Scoring models have a dual nature. They are both deterministic and statistical/probabilistic at the same time.

They are deterministic in that for a typical down, distance, to go, and with a specific play by play data set, you can calculate the odds of scoring down to a hundredth of a point. They are statistical in that they represent the sum of dozens or hundreds of unique events, all compressed into a single measurement. When divorced from the parent data set, the kinds of logic you must use to analyze the meanings of the models, and formulas derived from those models, must take into account the statistical nature of the model involved.

It’s not easy. Most analysts turns models and formulas into something more concrete than they really are.

And this is just one component of the THGF contribution.

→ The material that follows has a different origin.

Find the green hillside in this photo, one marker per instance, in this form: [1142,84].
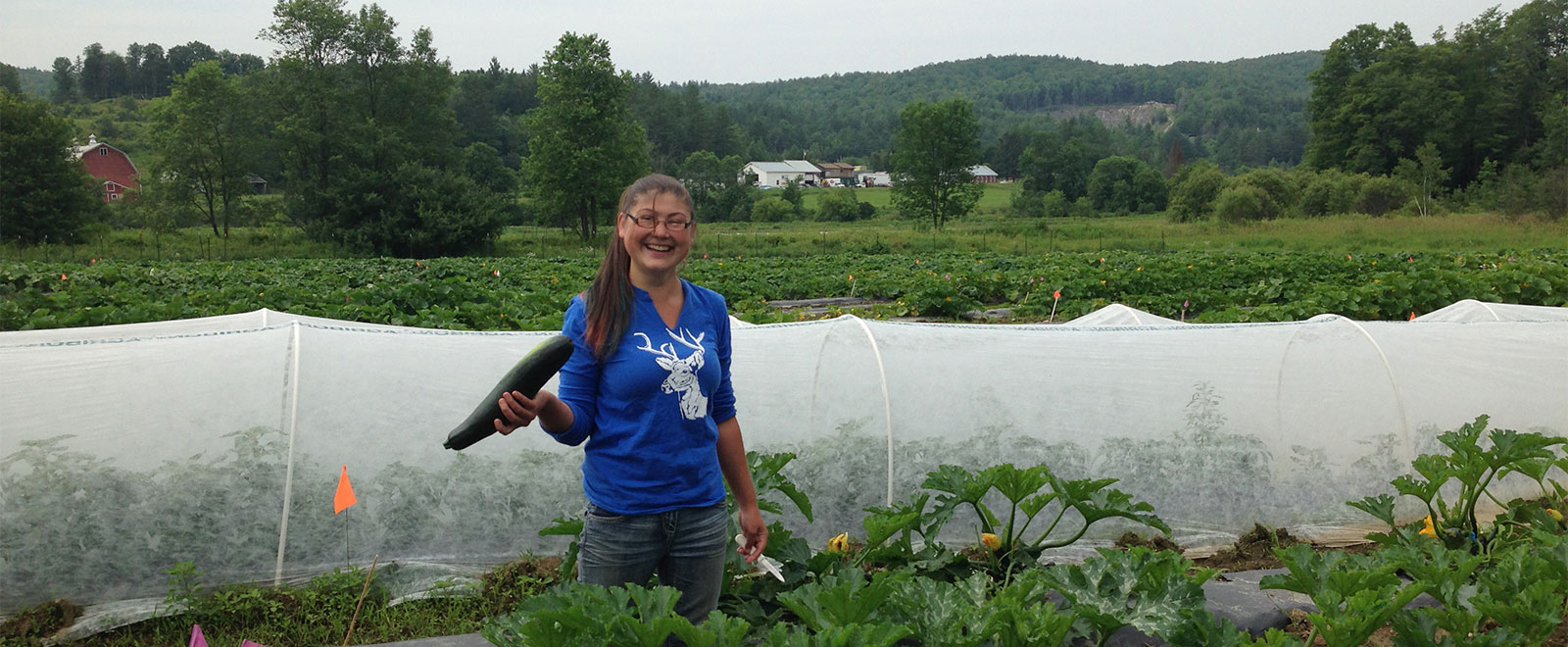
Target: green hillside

I haven’t even mentioned the algebraic breakdown of the NFL passer rating they introduced, which dominates discussion of the rating to this day. It’s so influential that to a first approximation, no one can get past it.

Just tell me: how did you get from the formulas shown here to the THGF formula? And if you didn’t figure it out yourself, then how can you claim it is obvious?